From performing dazzling oboe concertos composed just for her, to leading her section in Sydney’s orchestra, Diana Doherty is in high demand and we can’t wait to welcome her for our 2021 concert, Mozart to Brahms. We caught up with Diana to chat about preparing for concerts, performing new works, and what it was like to grow up in Brisbane.
How long does it take you to prepare for a concert in which you perform as a soloist?
Preparation in the lead up to a solo concert can vary a lot depending on the repertoire. Something brand new (like when I premiered Nigel Westlake’s Spirit of the Wild) can take anything up to a year to workshop, learn and hone to a point where I feel I really know it, especially because that preparation has to be done in between all the other commitments in the schedule. Something I know better, like Mozart or Strauss, I would start to think about from about a month before the concert.
The actual day of a solo concert it feels like the whole day is preparation, as it’s the concert in the evening that everything is aiming towards. There is usually a rehearsal in the morning, then I’ll have a good lunch and a sleep in the afternoon, do something active like a long walk, then get to the hall early to try my reeds onstage before the house opens, get dressed, warm up and focus in the dressing room till it’s time to go on. By then it feels like a relief to finally step onstage and be able to actually do the concert!
What challenges do you face playing and performing the oboe?
Reeds! Reeds and temperature changes. The convenience of walking onstage and not playing a note first to check everything is working or being able to warm the instrument a bit before you start the piece can be asking for trouble. Basically, the oboe is a very temperamental instrument and you have to accept that something will go wrong at some point, that’s just how it is. The aim is to stay focused and make music through it all, whatever happens.
You grew up in Brisbane. Can you share a bit about what it was like to grow up here? Did you attend Queensland Symphony Orchestra concerts?
Brisbane was a great place to grow up, except for one thing, mosquitos! I loved the outdoor-sy life we had, especially swimming in summer, but I always wished we had fly screens at our house (which we never did). I feel like I must have inhaled a lot of bug spray in those years!

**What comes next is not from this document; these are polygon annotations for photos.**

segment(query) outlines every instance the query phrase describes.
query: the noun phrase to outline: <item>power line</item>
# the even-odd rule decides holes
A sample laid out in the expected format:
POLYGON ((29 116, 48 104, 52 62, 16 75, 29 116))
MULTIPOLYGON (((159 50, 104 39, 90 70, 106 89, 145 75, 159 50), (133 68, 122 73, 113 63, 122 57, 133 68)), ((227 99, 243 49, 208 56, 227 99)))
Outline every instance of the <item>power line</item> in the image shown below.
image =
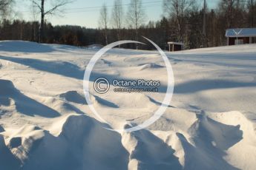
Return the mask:
MULTIPOLYGON (((147 1, 147 2, 141 2, 139 4, 158 4, 158 3, 162 3, 163 1, 147 1)), ((122 4, 121 5, 119 6, 129 6, 131 4, 122 4)), ((107 8, 111 8, 111 7, 114 7, 114 5, 108 5, 106 6, 107 8)), ((102 7, 102 6, 94 6, 94 7, 76 7, 76 8, 65 8, 64 9, 64 10, 65 12, 64 12, 65 13, 79 13, 79 12, 92 12, 92 11, 98 11, 100 8, 102 7), (75 10, 75 11, 68 11, 68 10, 75 10)), ((32 13, 31 11, 20 11, 21 13, 32 13)))

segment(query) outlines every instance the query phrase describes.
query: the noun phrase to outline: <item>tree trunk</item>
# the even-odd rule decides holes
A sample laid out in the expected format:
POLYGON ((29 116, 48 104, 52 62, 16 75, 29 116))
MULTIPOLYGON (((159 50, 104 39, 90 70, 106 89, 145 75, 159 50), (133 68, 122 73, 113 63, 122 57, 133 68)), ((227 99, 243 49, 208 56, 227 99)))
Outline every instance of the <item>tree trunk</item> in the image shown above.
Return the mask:
POLYGON ((41 0, 41 23, 39 31, 38 42, 42 43, 44 41, 44 30, 45 30, 45 0, 41 0))

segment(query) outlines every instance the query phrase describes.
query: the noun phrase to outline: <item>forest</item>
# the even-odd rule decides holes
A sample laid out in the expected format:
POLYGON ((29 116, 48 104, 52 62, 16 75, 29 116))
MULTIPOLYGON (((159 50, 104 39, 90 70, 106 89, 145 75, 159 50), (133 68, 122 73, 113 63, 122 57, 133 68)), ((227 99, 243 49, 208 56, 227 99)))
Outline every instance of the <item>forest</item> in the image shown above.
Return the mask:
MULTIPOLYGON (((214 9, 208 7, 207 1, 202 6, 195 0, 163 0, 162 18, 160 21, 149 18, 148 22, 145 22, 142 0, 131 0, 126 11, 122 0, 115 0, 111 7, 102 4, 99 11, 98 28, 53 26, 45 21, 46 15, 54 15, 55 10, 71 3, 68 1, 59 1, 47 11, 44 0, 31 0, 31 3, 42 14, 40 21, 11 18, 9 14, 13 13, 12 6, 17 3, 13 0, 0 0, 0 40, 86 47, 105 45, 119 40, 143 41, 142 36, 145 36, 164 50, 168 49, 168 41, 183 42, 186 49, 195 49, 226 45, 226 29, 255 27, 256 24, 255 0, 220 0, 214 9)), ((131 44, 122 47, 152 48, 131 44)))

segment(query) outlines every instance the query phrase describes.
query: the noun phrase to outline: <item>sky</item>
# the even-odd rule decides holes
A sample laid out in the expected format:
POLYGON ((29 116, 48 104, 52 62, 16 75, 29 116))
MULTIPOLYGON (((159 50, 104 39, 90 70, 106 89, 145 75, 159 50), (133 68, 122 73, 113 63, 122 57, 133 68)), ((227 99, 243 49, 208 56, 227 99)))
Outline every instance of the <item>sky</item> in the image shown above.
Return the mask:
MULTIPOLYGON (((45 3, 50 4, 50 1, 47 0, 45 3)), ((112 7, 114 0, 73 0, 73 2, 67 4, 64 9, 64 14, 57 16, 48 16, 46 19, 53 25, 79 25, 89 28, 98 27, 99 10, 102 5, 105 3, 108 7, 108 16, 111 16, 112 7)), ((127 10, 131 0, 122 0, 125 12, 127 10)), ((198 0, 203 4, 203 0, 198 0), (202 2, 201 2, 202 1, 202 2)), ((31 3, 26 1, 25 5, 20 7, 19 3, 24 4, 25 1, 17 0, 16 10, 18 18, 24 20, 33 20, 31 13, 31 3), (19 8, 17 7, 19 6, 19 8)), ((218 0, 207 0, 208 7, 214 8, 218 0)), ((49 5, 46 5, 46 9, 49 5)), ((157 21, 163 16, 163 0, 142 0, 142 7, 147 16, 145 23, 149 21, 157 21)), ((39 19, 39 16, 37 16, 39 19)))

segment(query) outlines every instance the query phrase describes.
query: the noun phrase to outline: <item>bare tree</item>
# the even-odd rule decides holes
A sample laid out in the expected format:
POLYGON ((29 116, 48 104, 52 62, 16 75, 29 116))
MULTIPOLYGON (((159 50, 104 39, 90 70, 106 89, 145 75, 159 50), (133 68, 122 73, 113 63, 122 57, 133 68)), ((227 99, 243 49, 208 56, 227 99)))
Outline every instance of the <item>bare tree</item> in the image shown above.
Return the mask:
POLYGON ((45 17, 47 15, 54 15, 56 13, 62 12, 60 8, 67 4, 71 2, 71 0, 53 0, 50 7, 45 10, 45 1, 46 0, 31 0, 33 4, 38 8, 41 13, 41 22, 39 31, 38 42, 41 43, 44 41, 44 31, 45 31, 45 17))
POLYGON ((104 4, 100 10, 99 13, 99 27, 104 30, 104 36, 105 44, 107 45, 108 43, 108 9, 105 4, 104 4))
MULTIPOLYGON (((135 40, 138 41, 139 28, 144 23, 145 14, 142 9, 142 0, 131 0, 127 13, 127 22, 130 27, 135 30, 135 40)), ((137 44, 137 49, 138 45, 137 44)))
POLYGON ((0 0, 0 18, 7 14, 7 10, 13 2, 13 0, 0 0))
POLYGON ((188 8, 195 3, 194 0, 164 0, 164 11, 174 19, 177 25, 177 41, 183 41, 183 33, 186 27, 185 15, 188 8))
POLYGON ((123 10, 122 0, 115 0, 112 10, 112 24, 116 29, 117 39, 121 39, 121 30, 122 27, 123 10))

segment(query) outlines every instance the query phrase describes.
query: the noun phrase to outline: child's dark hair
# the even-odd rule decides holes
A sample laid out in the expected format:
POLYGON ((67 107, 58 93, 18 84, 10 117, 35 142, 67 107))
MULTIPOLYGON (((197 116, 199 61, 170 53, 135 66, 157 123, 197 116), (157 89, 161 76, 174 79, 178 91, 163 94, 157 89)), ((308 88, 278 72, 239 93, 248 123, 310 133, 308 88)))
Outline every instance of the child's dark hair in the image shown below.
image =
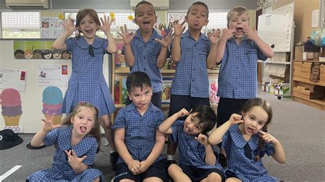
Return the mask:
MULTIPOLYGON (((249 111, 250 111, 254 107, 262 107, 264 111, 267 114, 267 120, 264 124, 264 126, 262 127, 261 130, 264 132, 267 132, 267 126, 269 124, 271 123, 271 120, 272 120, 273 116, 273 112, 271 105, 269 105, 269 102, 267 101, 262 99, 261 98, 254 98, 248 100, 243 105, 241 109, 241 112, 243 114, 245 115, 249 111)), ((263 157, 264 154, 264 141, 262 138, 260 138, 258 142, 258 149, 256 151, 256 153, 255 155, 255 160, 258 161, 260 158, 263 157)))
POLYGON ((208 18, 208 5, 206 3, 204 3, 204 2, 202 2, 202 1, 196 1, 196 2, 193 3, 189 8, 189 10, 187 10, 186 16, 189 16, 189 13, 191 12, 191 10, 192 10, 192 7, 193 7, 194 5, 203 5, 203 6, 204 6, 204 8, 206 8, 206 10, 208 10, 208 14, 206 15, 206 18, 208 18))
POLYGON ((156 16, 156 12, 154 10, 154 5, 152 5, 152 3, 149 2, 149 1, 142 1, 139 2, 136 5, 136 8, 134 9, 134 17, 136 16, 136 8, 138 8, 138 6, 139 6, 141 5, 143 5, 143 4, 147 4, 147 5, 151 5, 152 7, 152 9, 154 10, 154 14, 156 16))
POLYGON ((152 87, 152 83, 149 76, 143 72, 133 72, 126 78, 126 88, 129 94, 136 88, 140 88, 142 90, 145 87, 152 87))
MULTIPOLYGON (((75 18, 75 27, 79 27, 80 26, 80 21, 82 20, 82 18, 84 18, 84 16, 89 15, 91 18, 94 19, 95 23, 96 23, 96 25, 101 25, 100 21, 99 21, 99 18, 98 18, 98 14, 93 9, 91 8, 84 8, 80 10, 79 10, 78 13, 77 14, 77 16, 75 18)), ((98 28, 97 28, 98 29, 98 28)), ((80 37, 81 31, 79 29, 75 31, 75 36, 76 37, 80 37)))
POLYGON ((217 115, 211 107, 206 105, 200 105, 194 108, 191 113, 197 113, 195 116, 198 124, 202 127, 202 134, 206 134, 217 123, 217 115))
POLYGON ((248 11, 248 10, 246 8, 243 7, 243 6, 236 6, 236 7, 233 8, 232 9, 231 9, 231 10, 228 12, 228 14, 227 14, 227 27, 229 28, 229 22, 230 22, 231 16, 232 16, 232 14, 234 12, 238 13, 239 16, 241 16, 243 13, 247 13, 248 15, 248 22, 250 22, 250 12, 248 11))
POLYGON ((77 106, 75 106, 75 109, 73 109, 73 111, 72 111, 71 113, 68 114, 67 117, 65 117, 62 120, 62 125, 73 125, 71 122, 71 118, 73 118, 75 115, 77 115, 80 110, 82 109, 82 107, 88 107, 91 109, 93 109, 95 112, 95 125, 94 127, 91 129, 91 131, 87 134, 88 135, 92 135, 96 138, 96 140, 98 143, 98 148, 97 148, 97 153, 100 151, 100 123, 99 123, 99 111, 98 109, 96 108, 96 107, 93 106, 93 105, 85 103, 85 102, 82 102, 80 103, 77 106))

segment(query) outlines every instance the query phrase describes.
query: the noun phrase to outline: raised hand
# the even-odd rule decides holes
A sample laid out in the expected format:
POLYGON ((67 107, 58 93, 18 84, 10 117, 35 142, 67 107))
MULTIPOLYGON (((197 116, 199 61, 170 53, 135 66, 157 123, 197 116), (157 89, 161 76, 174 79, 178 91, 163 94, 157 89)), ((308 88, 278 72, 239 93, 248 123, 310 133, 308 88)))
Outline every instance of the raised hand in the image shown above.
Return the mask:
POLYGON ((67 154, 67 156, 68 156, 69 164, 70 164, 71 168, 73 169, 79 168, 81 163, 84 161, 84 159, 87 158, 86 155, 79 158, 75 151, 73 151, 73 150, 65 151, 65 153, 67 154))
POLYGON ((254 27, 252 29, 250 29, 249 27, 243 28, 242 31, 243 33, 245 33, 246 37, 252 40, 254 40, 258 37, 257 35, 257 31, 254 27))
POLYGON ((171 23, 171 27, 173 27, 173 30, 175 33, 173 34, 174 36, 182 36, 182 34, 183 33, 184 30, 185 29, 185 26, 184 26, 184 24, 185 23, 185 21, 183 21, 182 23, 179 23, 178 20, 174 21, 171 23))
POLYGON ((202 133, 200 133, 199 135, 197 137, 195 137, 195 138, 203 146, 207 146, 208 144, 209 144, 208 138, 202 133))
POLYGON ((216 44, 218 42, 219 39, 220 38, 221 36, 220 29, 217 29, 215 30, 215 29, 212 29, 212 32, 208 33, 208 40, 211 42, 211 44, 216 44))
POLYGON ((236 31, 236 29, 224 29, 222 31, 221 38, 225 38, 226 40, 230 39, 234 36, 234 33, 236 31))
POLYGON ((129 32, 128 31, 128 28, 126 27, 125 24, 124 24, 124 29, 123 29, 123 27, 121 27, 121 32, 118 31, 117 33, 122 37, 123 40, 124 40, 124 44, 130 44, 133 40, 133 38, 136 36, 136 33, 129 32))
POLYGON ((243 122, 243 120, 241 120, 241 115, 237 114, 232 114, 229 118, 231 125, 243 122))
POLYGON ((115 19, 112 18, 110 21, 110 17, 104 16, 104 19, 101 17, 100 18, 100 21, 101 22, 101 26, 97 25, 97 27, 101 29, 101 31, 103 31, 105 34, 110 34, 110 25, 115 19))
POLYGON ((177 113, 177 115, 178 116, 178 118, 184 117, 185 116, 189 115, 191 113, 191 112, 192 112, 192 109, 191 109, 191 111, 189 112, 186 109, 183 108, 177 113))
POLYGON ((61 127, 61 125, 54 125, 54 123, 53 122, 53 120, 54 118, 54 114, 55 113, 53 113, 52 116, 49 116, 48 114, 46 114, 45 119, 42 119, 42 121, 43 122, 43 127, 45 131, 51 131, 52 129, 61 127))
POLYGON ((271 142, 273 144, 275 144, 278 142, 279 142, 279 141, 275 138, 274 136, 272 136, 271 134, 268 133, 266 133, 266 132, 264 132, 261 130, 259 131, 260 132, 260 137, 262 138, 262 140, 267 142, 271 142))
POLYGON ((65 28, 65 31, 69 32, 70 34, 72 34, 72 33, 79 29, 79 27, 75 27, 74 22, 75 21, 71 17, 69 17, 64 21, 63 26, 65 28))
POLYGON ((162 39, 155 38, 154 40, 158 42, 163 47, 167 48, 171 42, 172 34, 172 31, 169 31, 169 33, 162 39))
POLYGON ((141 172, 141 164, 138 160, 132 159, 132 161, 128 164, 128 168, 134 175, 140 174, 141 172))

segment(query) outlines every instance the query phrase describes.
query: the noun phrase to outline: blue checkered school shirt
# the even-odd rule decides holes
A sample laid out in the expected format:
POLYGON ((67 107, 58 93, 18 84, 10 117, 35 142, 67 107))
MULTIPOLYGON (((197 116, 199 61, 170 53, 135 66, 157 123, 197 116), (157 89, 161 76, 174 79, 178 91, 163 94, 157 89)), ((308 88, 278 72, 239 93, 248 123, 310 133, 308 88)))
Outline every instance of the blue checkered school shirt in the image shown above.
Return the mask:
POLYGON ((187 135, 183 130, 184 120, 176 120, 171 126, 172 135, 169 135, 173 142, 178 142, 180 164, 192 166, 198 168, 217 168, 223 171, 221 166, 216 161, 215 166, 205 163, 205 147, 194 138, 187 135))
POLYGON ((48 146, 56 146, 56 153, 52 167, 33 173, 27 177, 30 181, 93 181, 103 176, 101 172, 91 168, 76 174, 68 162, 65 151, 73 150, 78 157, 86 155, 82 163, 93 165, 98 147, 96 139, 93 136, 86 136, 76 145, 71 145, 72 125, 64 125, 47 133, 44 144, 48 146))
MULTIPOLYGON (((252 135, 246 142, 238 127, 232 126, 222 138, 222 147, 225 148, 228 161, 228 170, 243 181, 274 181, 277 178, 267 174, 267 171, 262 164, 262 159, 256 161, 256 151, 258 149, 258 134, 252 135), (253 157, 252 159, 245 155, 245 146, 248 144, 253 157)), ((274 153, 272 143, 265 142, 264 151, 267 155, 274 153)))
MULTIPOLYGON (((160 44, 154 40, 155 38, 162 39, 157 31, 154 29, 152 37, 145 42, 140 34, 140 30, 136 31, 136 36, 131 42, 134 64, 131 68, 131 73, 141 71, 145 73, 150 78, 152 84, 153 92, 156 93, 162 90, 162 77, 160 69, 157 67, 157 57, 160 53, 160 44)), ((124 47, 122 49, 124 54, 124 47)))
POLYGON ((193 97, 208 98, 208 77, 206 58, 210 40, 203 34, 195 41, 185 31, 180 38, 181 55, 171 83, 171 93, 193 97))
POLYGON ((228 40, 219 72, 217 96, 241 99, 256 97, 257 60, 267 58, 246 37, 239 44, 234 38, 228 40))
MULTIPOLYGON (((134 105, 122 108, 117 114, 112 129, 124 128, 124 143, 134 160, 147 159, 156 144, 156 131, 165 120, 164 113, 150 103, 142 116, 134 105)), ((155 162, 164 159, 160 154, 155 162)), ((117 164, 124 162, 119 157, 117 164)))

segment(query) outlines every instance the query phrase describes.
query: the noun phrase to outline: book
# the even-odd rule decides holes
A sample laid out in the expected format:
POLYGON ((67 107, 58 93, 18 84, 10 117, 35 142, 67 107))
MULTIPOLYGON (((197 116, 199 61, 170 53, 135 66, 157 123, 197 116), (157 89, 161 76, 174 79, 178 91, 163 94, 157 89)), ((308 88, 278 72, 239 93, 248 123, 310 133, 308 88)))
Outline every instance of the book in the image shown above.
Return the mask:
POLYGON ((210 105, 218 104, 219 103, 219 96, 217 96, 218 92, 218 79, 208 79, 208 94, 210 105))
POLYGON ((161 103, 169 104, 171 102, 171 88, 173 83, 173 77, 162 77, 162 93, 161 95, 161 103))

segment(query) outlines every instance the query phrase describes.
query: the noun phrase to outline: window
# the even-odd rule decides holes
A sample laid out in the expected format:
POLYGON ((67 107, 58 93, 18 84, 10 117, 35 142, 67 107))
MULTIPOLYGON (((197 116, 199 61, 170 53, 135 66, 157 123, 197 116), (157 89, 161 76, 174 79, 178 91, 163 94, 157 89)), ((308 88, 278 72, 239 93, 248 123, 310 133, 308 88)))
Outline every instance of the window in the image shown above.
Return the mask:
POLYGON ((1 12, 3 38, 40 38, 40 12, 1 12))

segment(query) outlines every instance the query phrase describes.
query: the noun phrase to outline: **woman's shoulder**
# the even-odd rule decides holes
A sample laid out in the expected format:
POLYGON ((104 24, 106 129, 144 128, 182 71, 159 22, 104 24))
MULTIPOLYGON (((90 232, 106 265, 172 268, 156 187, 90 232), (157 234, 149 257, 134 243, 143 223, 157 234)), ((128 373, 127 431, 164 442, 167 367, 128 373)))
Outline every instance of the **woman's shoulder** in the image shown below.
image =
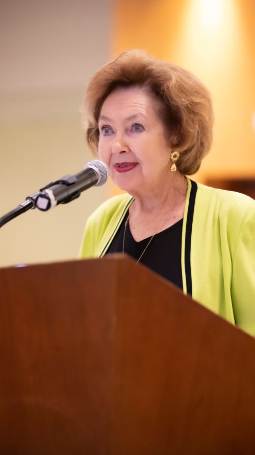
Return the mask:
POLYGON ((198 199, 201 203, 207 203, 221 213, 244 215, 255 214, 255 200, 246 194, 213 188, 200 183, 197 185, 198 199))
POLYGON ((127 193, 111 197, 101 204, 90 215, 90 221, 98 220, 106 217, 111 218, 113 214, 118 216, 119 214, 120 216, 125 209, 127 210, 133 198, 127 193))

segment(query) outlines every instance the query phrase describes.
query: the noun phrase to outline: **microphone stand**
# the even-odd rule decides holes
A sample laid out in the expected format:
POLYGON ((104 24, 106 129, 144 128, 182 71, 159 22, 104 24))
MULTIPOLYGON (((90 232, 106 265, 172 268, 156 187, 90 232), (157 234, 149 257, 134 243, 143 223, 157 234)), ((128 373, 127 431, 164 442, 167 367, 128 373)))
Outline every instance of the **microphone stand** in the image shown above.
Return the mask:
MULTIPOLYGON (((29 196, 23 202, 19 204, 19 205, 17 207, 16 207, 15 209, 14 209, 13 210, 11 210, 10 212, 8 212, 8 213, 6 213, 3 216, 0 217, 0 228, 2 228, 4 224, 8 223, 8 221, 10 221, 11 220, 13 219, 13 218, 21 215, 21 213, 24 213, 24 212, 29 210, 30 209, 35 209, 37 207, 37 199, 38 197, 42 195, 42 192, 44 190, 49 188, 50 187, 59 184, 65 185, 67 187, 70 186, 74 187, 74 183, 75 182, 76 180, 72 175, 65 175, 59 180, 56 180, 56 181, 52 182, 46 185, 46 186, 44 187, 43 188, 41 188, 39 191, 32 194, 31 196, 29 196)), ((94 185, 94 183, 91 184, 91 186, 93 185, 94 185)), ((81 193, 78 191, 77 189, 76 188, 75 188, 73 192, 71 194, 68 195, 68 197, 66 197, 65 200, 61 201, 61 203, 67 204, 68 202, 71 202, 71 201, 73 200, 74 199, 77 199, 77 198, 81 195, 81 193)))
POLYGON ((32 200, 25 200, 24 202, 18 206, 16 209, 11 210, 11 212, 8 212, 4 216, 1 216, 0 217, 0 228, 2 228, 6 223, 8 223, 8 221, 13 219, 14 218, 16 218, 16 216, 21 215, 21 213, 24 213, 24 212, 27 212, 30 209, 33 209, 34 205, 34 203, 32 200))

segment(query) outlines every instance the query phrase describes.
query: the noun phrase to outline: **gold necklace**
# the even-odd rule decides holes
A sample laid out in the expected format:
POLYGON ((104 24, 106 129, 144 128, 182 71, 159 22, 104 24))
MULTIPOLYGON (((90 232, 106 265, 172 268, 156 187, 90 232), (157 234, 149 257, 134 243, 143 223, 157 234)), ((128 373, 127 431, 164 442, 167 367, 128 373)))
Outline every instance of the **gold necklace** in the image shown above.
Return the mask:
MULTIPOLYGON (((182 188, 181 189, 181 191, 180 191, 180 194, 182 194, 182 188)), ((183 193, 183 194, 184 194, 184 193, 183 193)), ((162 222, 162 223, 161 223, 160 225, 159 226, 159 227, 158 228, 158 229, 157 230, 156 232, 155 232, 155 234, 154 234, 153 235, 151 236, 151 237, 150 237, 150 238, 149 241, 148 242, 148 243, 147 243, 147 245, 146 245, 146 246, 145 246, 144 249, 143 250, 143 251, 142 254, 141 254, 141 256, 140 256, 140 258, 139 258, 138 260, 136 261, 136 263, 137 263, 137 264, 138 263, 138 262, 139 262, 139 261, 140 261, 140 260, 141 259, 141 258, 142 257, 142 256, 143 256, 143 255, 144 255, 144 253, 145 253, 145 251, 146 251, 147 248, 148 248, 148 246, 149 246, 149 244, 150 243, 150 242, 151 242, 151 240, 152 240, 154 237, 155 237, 155 236, 156 236, 156 235, 157 234, 158 234, 158 233, 160 231, 160 229, 161 229, 161 228, 162 228, 162 226, 164 224, 164 223, 165 221, 166 221, 166 220, 167 217, 168 216, 168 215, 169 215, 170 212, 171 212, 171 210, 173 210, 173 209, 174 208, 174 207, 175 207, 175 206, 176 206, 176 203, 177 203, 177 199, 178 199, 178 195, 178 195, 178 196, 177 196, 177 197, 176 197, 175 200, 174 201, 174 203, 173 203, 173 205, 172 206, 172 207, 171 207, 171 208, 170 209, 170 210, 168 211, 168 212, 166 214, 166 215, 165 218, 164 218, 163 221, 162 222)), ((125 244, 125 235, 126 235, 126 226, 127 226, 127 225, 128 225, 128 223, 129 222, 129 216, 128 216, 128 218, 126 218, 126 220, 125 220, 125 228, 124 228, 124 235, 123 235, 123 236, 122 256, 124 256, 124 244, 125 244)))

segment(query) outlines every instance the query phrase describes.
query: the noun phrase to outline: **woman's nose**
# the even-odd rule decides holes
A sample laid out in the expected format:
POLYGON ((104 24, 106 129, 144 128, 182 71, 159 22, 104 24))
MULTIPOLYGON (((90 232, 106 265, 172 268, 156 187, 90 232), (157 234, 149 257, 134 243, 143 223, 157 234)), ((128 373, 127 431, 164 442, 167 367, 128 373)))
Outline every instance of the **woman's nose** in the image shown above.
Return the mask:
POLYGON ((113 153, 124 153, 129 151, 129 147, 123 138, 116 138, 112 144, 113 153))

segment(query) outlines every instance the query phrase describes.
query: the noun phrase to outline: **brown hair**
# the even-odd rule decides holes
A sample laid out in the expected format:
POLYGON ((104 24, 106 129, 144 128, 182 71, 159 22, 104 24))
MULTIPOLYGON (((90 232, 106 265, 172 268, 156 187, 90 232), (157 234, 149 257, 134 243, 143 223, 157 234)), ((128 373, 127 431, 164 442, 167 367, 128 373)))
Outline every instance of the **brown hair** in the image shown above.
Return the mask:
POLYGON ((171 146, 180 153, 178 170, 194 174, 212 145, 214 116, 210 92, 189 71, 143 51, 123 52, 97 71, 89 82, 84 116, 91 149, 97 151, 97 122, 104 102, 117 87, 132 86, 144 88, 161 101, 160 115, 171 146))

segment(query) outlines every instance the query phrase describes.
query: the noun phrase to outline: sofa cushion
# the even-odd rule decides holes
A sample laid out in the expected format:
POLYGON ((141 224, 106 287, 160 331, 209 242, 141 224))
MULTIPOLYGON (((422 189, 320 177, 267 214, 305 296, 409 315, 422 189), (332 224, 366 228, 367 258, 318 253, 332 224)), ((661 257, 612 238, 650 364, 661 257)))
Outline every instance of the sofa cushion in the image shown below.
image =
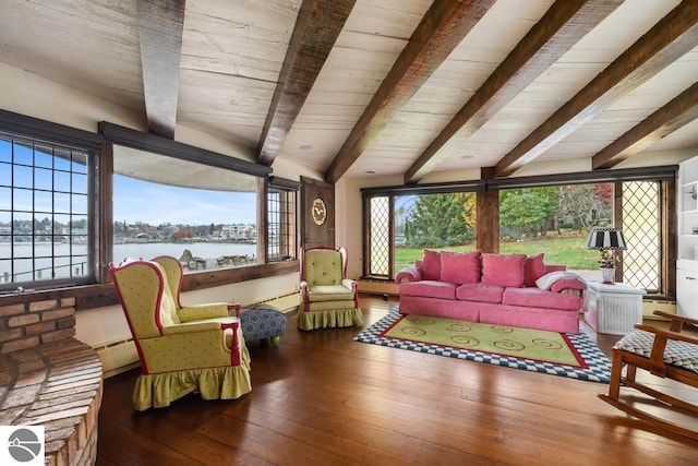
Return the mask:
POLYGON ((425 298, 456 299, 456 285, 446 282, 420 280, 398 285, 400 296, 422 296, 425 298))
POLYGON ((424 250, 422 279, 441 279, 441 251, 424 250))
POLYGON ((524 285, 525 254, 482 254, 482 283, 484 285, 524 285))
POLYGON ((503 292, 503 286, 466 283, 456 288, 456 299, 461 301, 498 303, 502 302, 503 292))
POLYGON ((504 289, 502 303, 525 306, 527 308, 578 311, 581 309, 582 299, 577 295, 546 291, 539 288, 507 287, 504 289))
POLYGON ((456 285, 480 282, 480 251, 442 252, 441 279, 456 285))
POLYGON ((543 254, 530 255, 524 261, 524 286, 535 286, 535 280, 545 275, 543 254))

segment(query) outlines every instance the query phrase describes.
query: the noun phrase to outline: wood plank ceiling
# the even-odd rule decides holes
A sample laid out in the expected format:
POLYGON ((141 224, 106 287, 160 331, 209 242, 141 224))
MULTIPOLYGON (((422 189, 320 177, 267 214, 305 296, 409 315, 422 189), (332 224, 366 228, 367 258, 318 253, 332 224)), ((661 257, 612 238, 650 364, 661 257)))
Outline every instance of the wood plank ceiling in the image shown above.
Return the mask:
POLYGON ((36 0, 0 22, 1 63, 328 182, 698 147, 695 0, 36 0))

I did attend quite a few concerts with my parents or my aunt, even when I was little. I’d usually sleep in the second half, but then, so did my Dad. His view on it was either he listened to lovely music, or he had a lovely nap - it was win/win!
You’ve performed a lot of new works composed especially for you. Are you involved in the creative process at all? How does it feel to perform something for the first time?
I love the process of working with a composer on a new piece. It can be a lot of work, but the process varies from composer to composer and is always very interesting. It is scary going on stage to play it for the first time though, wondering whether it will all come together and whether the audience will like it as much as you do. It’s a tricky thing judging that balance between pleasing people with something they can relate to but, also creating something new and fresh that will challenge us and make us think.
When you’re not playing the oboe, how do you like to spend your time?
If I’m not playing the oboe then I’m usually doing something related to it, like reed-making, teaching, rostering, discussing, planning, programming, attending to admin emails and so on! In fact, it’s possible that that side of the job is equally if not more time consuming. But if you mean what do I like to do in my leisure time, then it would be listening to audiobooks, Pilates, yoga, walking the dog, cooking, digging in the vegetable patch and watching arthouse movies.